Try roasting the tomatoes in advance for this easy slow-roasted tomato zucchini orzo with basil pesto. You can grill the zucchini on a grill pan on the stove.
- For slow roasted tomatoes
- 1 pint grape tomatoes, halved
- 1 tablespoon olive oil
- 1/4 teaspoon kosher salt
- 1/4 teaspoon black pepper
- For orzo
- 1 cup whole wheat orzo
- 1 zucchini, trimmed, quartered lengthwise and deseeded
- 1 teaspoon olive oil
- 2 tablespoons basil pesto
- 3/4 teaspoon kosher salt
- 1/2 teaspoon black pepper
- Grated Parmesan for serving
- 1 tablespoon minced chives
- Preheat the oven to 225 degrees F.
- For the slow roasted tomatoes, place the tomato halves in rows cut-side up on a parchment-lined sheet pan. Drizzle with olive oil and sprinkle with salt and pepper.

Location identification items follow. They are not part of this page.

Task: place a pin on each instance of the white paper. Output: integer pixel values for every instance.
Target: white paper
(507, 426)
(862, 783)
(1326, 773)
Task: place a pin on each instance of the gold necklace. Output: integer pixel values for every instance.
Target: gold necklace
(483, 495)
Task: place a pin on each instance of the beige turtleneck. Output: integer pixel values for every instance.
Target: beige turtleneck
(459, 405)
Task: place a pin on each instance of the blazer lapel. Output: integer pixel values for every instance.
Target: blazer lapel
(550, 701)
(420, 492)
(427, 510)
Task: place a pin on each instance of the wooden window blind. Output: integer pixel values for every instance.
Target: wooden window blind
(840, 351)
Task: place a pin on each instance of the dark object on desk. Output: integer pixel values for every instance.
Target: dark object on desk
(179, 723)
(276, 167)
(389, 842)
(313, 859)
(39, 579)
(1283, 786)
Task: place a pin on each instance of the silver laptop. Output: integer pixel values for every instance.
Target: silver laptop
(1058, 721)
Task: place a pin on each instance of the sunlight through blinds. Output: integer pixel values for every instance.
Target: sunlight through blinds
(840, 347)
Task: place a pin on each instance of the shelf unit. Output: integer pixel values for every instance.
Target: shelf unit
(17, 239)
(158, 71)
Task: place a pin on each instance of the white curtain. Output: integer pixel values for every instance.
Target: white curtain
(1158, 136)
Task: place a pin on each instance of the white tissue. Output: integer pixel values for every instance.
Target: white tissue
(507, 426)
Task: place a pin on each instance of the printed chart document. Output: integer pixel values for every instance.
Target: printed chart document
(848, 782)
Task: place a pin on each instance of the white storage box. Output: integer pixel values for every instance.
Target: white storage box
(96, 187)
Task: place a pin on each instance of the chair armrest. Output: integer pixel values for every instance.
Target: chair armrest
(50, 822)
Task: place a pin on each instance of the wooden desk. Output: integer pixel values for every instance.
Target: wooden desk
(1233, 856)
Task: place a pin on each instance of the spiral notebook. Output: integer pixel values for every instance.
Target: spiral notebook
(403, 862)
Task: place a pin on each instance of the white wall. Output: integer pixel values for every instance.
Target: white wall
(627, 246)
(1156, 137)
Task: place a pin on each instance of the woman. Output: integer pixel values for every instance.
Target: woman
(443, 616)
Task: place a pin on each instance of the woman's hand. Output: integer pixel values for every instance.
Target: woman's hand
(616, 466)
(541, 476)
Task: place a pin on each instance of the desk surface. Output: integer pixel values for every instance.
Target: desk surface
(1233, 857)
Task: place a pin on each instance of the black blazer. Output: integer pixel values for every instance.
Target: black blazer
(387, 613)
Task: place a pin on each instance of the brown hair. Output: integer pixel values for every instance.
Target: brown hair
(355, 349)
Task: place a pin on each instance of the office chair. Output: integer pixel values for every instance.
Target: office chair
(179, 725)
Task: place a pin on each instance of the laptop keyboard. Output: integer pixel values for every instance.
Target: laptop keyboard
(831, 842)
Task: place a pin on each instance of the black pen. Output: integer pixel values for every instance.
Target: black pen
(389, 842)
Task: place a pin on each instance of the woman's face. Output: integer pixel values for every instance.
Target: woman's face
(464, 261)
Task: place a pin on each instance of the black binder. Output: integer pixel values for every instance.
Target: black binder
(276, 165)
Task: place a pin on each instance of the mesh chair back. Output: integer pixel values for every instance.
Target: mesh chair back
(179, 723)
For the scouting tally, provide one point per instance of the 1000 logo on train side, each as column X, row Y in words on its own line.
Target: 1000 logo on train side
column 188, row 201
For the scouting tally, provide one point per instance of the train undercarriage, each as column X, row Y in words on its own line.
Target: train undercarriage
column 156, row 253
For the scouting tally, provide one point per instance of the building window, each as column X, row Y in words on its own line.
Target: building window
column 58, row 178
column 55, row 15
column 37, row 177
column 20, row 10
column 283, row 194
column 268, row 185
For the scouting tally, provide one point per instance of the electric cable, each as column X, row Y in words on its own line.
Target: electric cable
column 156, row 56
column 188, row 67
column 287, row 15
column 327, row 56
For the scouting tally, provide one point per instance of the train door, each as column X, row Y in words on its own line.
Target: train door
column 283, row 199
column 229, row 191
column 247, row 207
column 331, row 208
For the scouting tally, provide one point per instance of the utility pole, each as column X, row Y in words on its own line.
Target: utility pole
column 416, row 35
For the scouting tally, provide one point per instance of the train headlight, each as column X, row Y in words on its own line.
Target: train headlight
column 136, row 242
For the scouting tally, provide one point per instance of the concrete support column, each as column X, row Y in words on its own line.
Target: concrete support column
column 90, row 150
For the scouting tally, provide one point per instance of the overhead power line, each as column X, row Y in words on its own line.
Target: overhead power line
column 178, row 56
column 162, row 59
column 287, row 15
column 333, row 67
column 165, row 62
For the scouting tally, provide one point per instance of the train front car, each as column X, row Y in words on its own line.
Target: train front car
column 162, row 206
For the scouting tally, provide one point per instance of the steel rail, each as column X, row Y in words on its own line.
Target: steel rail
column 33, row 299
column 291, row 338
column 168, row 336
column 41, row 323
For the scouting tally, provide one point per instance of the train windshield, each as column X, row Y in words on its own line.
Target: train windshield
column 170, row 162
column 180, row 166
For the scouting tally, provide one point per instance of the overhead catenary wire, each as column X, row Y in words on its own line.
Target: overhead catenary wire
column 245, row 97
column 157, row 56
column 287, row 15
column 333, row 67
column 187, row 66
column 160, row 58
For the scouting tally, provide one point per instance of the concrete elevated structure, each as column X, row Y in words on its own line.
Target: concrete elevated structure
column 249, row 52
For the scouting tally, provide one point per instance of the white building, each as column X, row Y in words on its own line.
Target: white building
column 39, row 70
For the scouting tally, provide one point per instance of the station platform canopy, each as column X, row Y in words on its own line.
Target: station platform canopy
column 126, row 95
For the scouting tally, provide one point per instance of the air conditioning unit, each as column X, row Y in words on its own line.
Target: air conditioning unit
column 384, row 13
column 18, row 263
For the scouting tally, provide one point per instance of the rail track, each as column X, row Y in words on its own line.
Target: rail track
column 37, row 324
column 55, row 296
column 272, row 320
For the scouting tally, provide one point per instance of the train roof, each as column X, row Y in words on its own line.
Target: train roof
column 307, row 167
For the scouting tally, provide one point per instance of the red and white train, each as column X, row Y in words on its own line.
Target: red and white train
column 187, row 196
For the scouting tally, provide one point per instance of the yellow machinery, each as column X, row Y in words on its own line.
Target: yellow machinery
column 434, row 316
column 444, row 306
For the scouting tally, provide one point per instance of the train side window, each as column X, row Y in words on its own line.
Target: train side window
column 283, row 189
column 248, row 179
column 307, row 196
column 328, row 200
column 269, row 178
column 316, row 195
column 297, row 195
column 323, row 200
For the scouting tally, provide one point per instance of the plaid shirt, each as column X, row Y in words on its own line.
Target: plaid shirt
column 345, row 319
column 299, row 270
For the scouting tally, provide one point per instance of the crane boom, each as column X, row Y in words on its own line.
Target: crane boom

Roast the tomatoes for 2 – 2-1/2 hours until they are wrinkled and mostly dried except for a little juice in the center. (If not using immediately, store in the refrigerator up to 3 weeks.)
- Cook the orzo until al dente following package instructions. Drain and set aside.
- Preheat a grill pan over medium high heat. Toss the zucchini with 1 teaspoon olive oil, 1/4 teaspoon salt and 1/4 teaspoon pepper. Grill the zucchini on one side for 2 minutes until grill marks appear. Flip it and grill for an additional 2 minutes. Let the zucchini cool slightly and dice into 1/4-inch pieces.
- In a large bowl combine the orzo with the tomatoes, zucchini, pesto, chives and remaining salt and pepper. Serve topped with grated Parmesan.
- Serve warm, room temperature or cold. If served cold, it will likely require more salt and pepper to bring out the flavors of the dish.